Pursuant to section 2(1), also, Kazeem cited section 2(2) of the law, which specifically states that any person or persons who have used force “to take over the properties of others and still do so after 3 months from the date of commencement of the law commit an offence. Anyone who commits such offence is liable to 10 years imprisonment.”

For those who use threat or violence, the attorney-general said anyone without lawful authority who applies threats or violence “to secure entry into any landed property for personal use commits an offence. Regardless of if the entry is lawful, it does not give a right to use threats or violence and anyone who commits the offence shall be liable to 10 years imprisonment.

As enshrined in section 3(4) of the law, the attorney-general said any person or groups of persons who resort “to the use of fire arms or offensive weapons or is in any way armed or wounds any person while committing the act of forced entry is liable to four years of imprisonment.” He, therefore, said the state government “is committed to unalloyed enforcement of the law.”

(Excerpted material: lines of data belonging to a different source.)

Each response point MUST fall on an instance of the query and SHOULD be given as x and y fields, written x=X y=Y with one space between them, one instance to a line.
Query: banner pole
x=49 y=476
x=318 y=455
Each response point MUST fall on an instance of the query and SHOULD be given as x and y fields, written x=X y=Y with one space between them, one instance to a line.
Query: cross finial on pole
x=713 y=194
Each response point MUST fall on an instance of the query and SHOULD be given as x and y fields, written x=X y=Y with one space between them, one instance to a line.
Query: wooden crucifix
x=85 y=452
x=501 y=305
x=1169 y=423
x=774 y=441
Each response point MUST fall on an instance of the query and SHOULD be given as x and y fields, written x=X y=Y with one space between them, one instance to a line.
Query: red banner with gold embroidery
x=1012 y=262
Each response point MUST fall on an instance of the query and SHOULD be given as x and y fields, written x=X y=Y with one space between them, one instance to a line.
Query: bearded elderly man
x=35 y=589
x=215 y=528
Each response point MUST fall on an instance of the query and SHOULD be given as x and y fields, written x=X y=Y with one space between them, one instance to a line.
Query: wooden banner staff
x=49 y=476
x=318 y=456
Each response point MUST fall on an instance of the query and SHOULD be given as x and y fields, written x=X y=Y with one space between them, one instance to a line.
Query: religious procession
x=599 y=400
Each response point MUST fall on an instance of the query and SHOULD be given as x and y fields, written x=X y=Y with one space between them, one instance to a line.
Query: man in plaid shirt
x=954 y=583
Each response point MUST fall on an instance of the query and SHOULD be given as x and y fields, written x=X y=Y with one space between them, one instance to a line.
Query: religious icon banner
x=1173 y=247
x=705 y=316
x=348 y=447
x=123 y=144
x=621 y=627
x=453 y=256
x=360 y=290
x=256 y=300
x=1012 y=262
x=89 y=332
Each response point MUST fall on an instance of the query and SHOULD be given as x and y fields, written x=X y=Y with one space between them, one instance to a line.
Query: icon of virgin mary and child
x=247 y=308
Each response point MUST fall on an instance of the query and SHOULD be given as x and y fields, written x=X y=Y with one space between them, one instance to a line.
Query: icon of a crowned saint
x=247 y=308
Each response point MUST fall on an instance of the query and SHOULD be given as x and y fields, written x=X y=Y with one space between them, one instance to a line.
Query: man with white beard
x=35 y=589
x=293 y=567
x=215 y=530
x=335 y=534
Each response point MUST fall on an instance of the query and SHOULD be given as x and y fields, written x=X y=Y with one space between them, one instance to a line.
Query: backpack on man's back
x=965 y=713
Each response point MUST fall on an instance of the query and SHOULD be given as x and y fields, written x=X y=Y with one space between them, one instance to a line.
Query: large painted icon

Already, the law has created a relative order statewide, says Mr. Oyebanji Abuloye, a public notary with interest in land matters. However, he argued, it is not just about its enactment. Rather, he said Ambode’s administration had transited its enactment to full enforcement, which according to him, was evident in the number of land-grabbing cases currently being prosecuted in courts.

So, he believed, there is much relief in the trench already. But Abuloye wants the state government to work with the police. He cited different cases he had handled in the state recently and land grabbers worked hand-in-hand with the police to carry out nefarious activities. While he endorsed Ambode’s anti-land grabbing initiative, he sought strategies to contain excess of the police.

Just after Gov. Ambode signed the law, Mr. Dele Oloke, Chairman of the Nigerian Bar Association (NBA), Ikeja Branch, endorsed the anti-land grabbing initiative, which he said, had started curbing the illegal activities of land grabbers and their sponsors. Sad enough, he said the sponsors of land grabbers are sometimes respectable persons in the society and often circumvent the law.

Oloke, thus, believed the law had already reduced “to barest minimum the activities of persons or corporate entities who use force and intimidation to dispossess or prevent any person or entity from acquiring legitimate interest and possession of property acquired through state government or private transactions.” If enforcement is sustained, he said, there is an end in sight to land grabbing.